Wymyśliłem sobie animacyjkę. Leży wielki głaz, klikamy: Weź głaz.

Anatol podchodzi i usiłuje podnieść głaz. Oczywiście podniesienie się nie udaje ale mamy fajną animacyjkę i generalnie ubaw po pachy.

To, pyk. Siadłem do Godota, wyklikałem kilka klatek. Potem jeszcze kilka. I jeszcze kilka…

Po pachy to miałem ale roboty, za to efekt faktycznie zabawny. Z tym, że nie o taką zabawność mi chodziło 🙂

Jak zobaczyłem co mi wyszło, to zasiadłem do poprawiania.

Im dłużej poprawiałem, tym bardziej dochodziłem do wniosku, że taki animator jak ja plus takie możliwości edycji animacji jakie ma w tym momencie Godot w sumie nie dadzą efektu który będę mógł komukolwiek pokazać (no poza Wami – ale weszliście na własną odpowiedzialność :D)

No i klops.

Dwa dni chodziłem jak struty. Zabierałem się do poprawienia tej animacji i uciekałem z płaczem.

Kombinowałem jak to obejść i z czego zrezygnować. Wiem, że nie mogę zrezygnować z dobrej animacji – nie chcę takiej animacji jak widuję w wielu innych przygodówkach 🙂

W akcie desperacji odpaliłem inny program…

Blender

I teraz, tak: grafik i animator 3D jest ze mnie jeszcze słabszy niż 2D. Jakieś tam skille Blenderowe kiedyś miałem, ale to było dawno i nieprawda.

To nie jest powód żeby nie zacząć od animacji postaci 🙂

Poczytałem, pogooglałem, znalazłem rigify.

Dodałem najpierw szkielet, i wg tego szkieletu i refek Anatola zbudowałem z domyślnej kostki Człowieka Bez Twarzy.

So far, so good jak mawiali starożytni indianie.

Taki wysublimowany model przypiąłem do szkieletu.

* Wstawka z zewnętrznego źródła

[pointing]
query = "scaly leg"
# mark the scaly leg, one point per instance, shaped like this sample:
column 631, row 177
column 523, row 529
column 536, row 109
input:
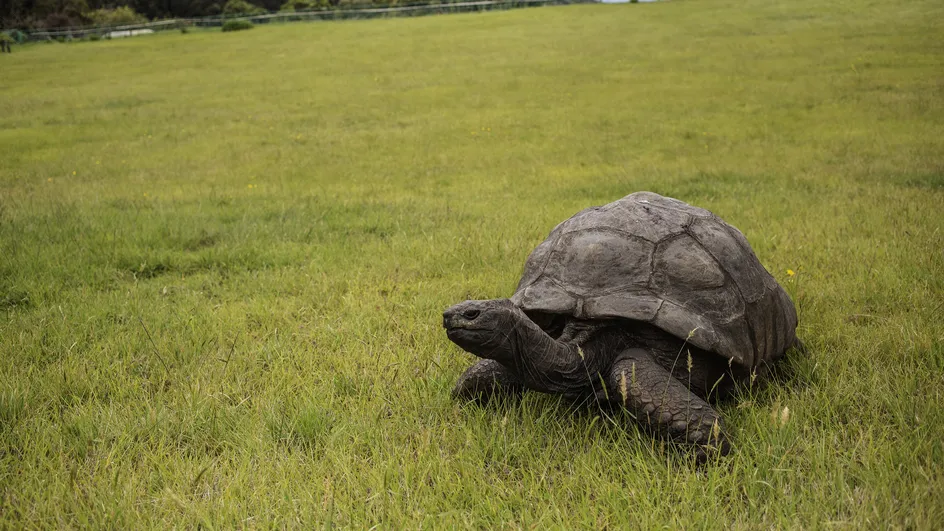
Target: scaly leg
column 662, row 402
column 485, row 379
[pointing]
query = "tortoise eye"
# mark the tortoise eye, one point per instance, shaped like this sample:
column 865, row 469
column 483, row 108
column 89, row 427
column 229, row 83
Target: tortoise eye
column 471, row 314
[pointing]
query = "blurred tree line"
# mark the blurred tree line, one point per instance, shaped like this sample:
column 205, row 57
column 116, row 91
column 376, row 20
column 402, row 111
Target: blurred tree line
column 70, row 13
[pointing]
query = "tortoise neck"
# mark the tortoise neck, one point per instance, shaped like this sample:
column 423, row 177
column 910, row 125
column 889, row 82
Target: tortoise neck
column 548, row 365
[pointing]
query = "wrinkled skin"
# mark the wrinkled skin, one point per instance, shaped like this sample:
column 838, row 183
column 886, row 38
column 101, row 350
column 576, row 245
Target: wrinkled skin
column 660, row 379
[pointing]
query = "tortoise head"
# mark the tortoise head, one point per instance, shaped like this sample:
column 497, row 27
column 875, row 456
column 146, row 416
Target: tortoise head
column 484, row 328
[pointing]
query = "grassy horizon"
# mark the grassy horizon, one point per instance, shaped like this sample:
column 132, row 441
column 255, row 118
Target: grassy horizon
column 224, row 258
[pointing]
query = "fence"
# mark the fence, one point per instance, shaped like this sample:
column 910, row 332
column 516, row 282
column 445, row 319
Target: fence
column 291, row 16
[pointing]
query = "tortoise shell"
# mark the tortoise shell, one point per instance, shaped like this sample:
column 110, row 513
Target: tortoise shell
column 659, row 260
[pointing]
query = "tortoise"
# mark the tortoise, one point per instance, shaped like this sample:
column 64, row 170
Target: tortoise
column 647, row 303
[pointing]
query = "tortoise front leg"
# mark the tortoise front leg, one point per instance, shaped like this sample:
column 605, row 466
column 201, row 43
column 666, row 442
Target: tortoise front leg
column 485, row 379
column 639, row 383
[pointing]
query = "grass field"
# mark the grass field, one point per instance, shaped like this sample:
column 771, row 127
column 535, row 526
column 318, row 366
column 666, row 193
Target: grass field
column 224, row 258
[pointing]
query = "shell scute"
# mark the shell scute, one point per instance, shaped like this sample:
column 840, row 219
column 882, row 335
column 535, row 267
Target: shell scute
column 659, row 260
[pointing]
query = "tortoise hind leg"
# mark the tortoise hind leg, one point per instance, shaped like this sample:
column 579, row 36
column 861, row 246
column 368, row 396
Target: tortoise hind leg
column 665, row 404
column 486, row 379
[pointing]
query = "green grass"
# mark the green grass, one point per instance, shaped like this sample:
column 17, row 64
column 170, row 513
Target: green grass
column 224, row 257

No, tak szybko to jeszcze nigdy riga nie zrobiłem 🙂

Z takim rigiem to każda trąba zrobi animację chodu. Nawet ja:

Praca z animacją pod Blenderem jest przecudowna – jest nawet przyjemniej niż pamiętałem.

Pobawiłem się tym przez jeden dzień i chcę tak. Chcę żeby postać była animowana pod Blenderem.

Mały problem jest taki, że mam postać ale to jest 3D i lowpoly – ni przypiął ni wypiął do mojej gierki 🙁

Unity

Następna myśl była taka:

To może zrobić grę 2.5D? W sensie tła 2D a postać animowana w 3D. Nie mam bladego pojęcia jak taki myk zrobić w Godocie, więc wyklikałem 'na brudno’ pierwszą scenę w Unity.

No i nie wiem 🙂

Z jednej strony miałbym już ogarnięty workflow. Z drugiej strony Godot mnie rozpieścił i Unity wydaje się niewygodne. Z trzeciej strony w Adventure Creatorze mam dobrze ogarnięte dialogi, a w Escorii będę musiał trochę rzeczy dorobić. Z czwartej strony pliki .ESC są super wygodne.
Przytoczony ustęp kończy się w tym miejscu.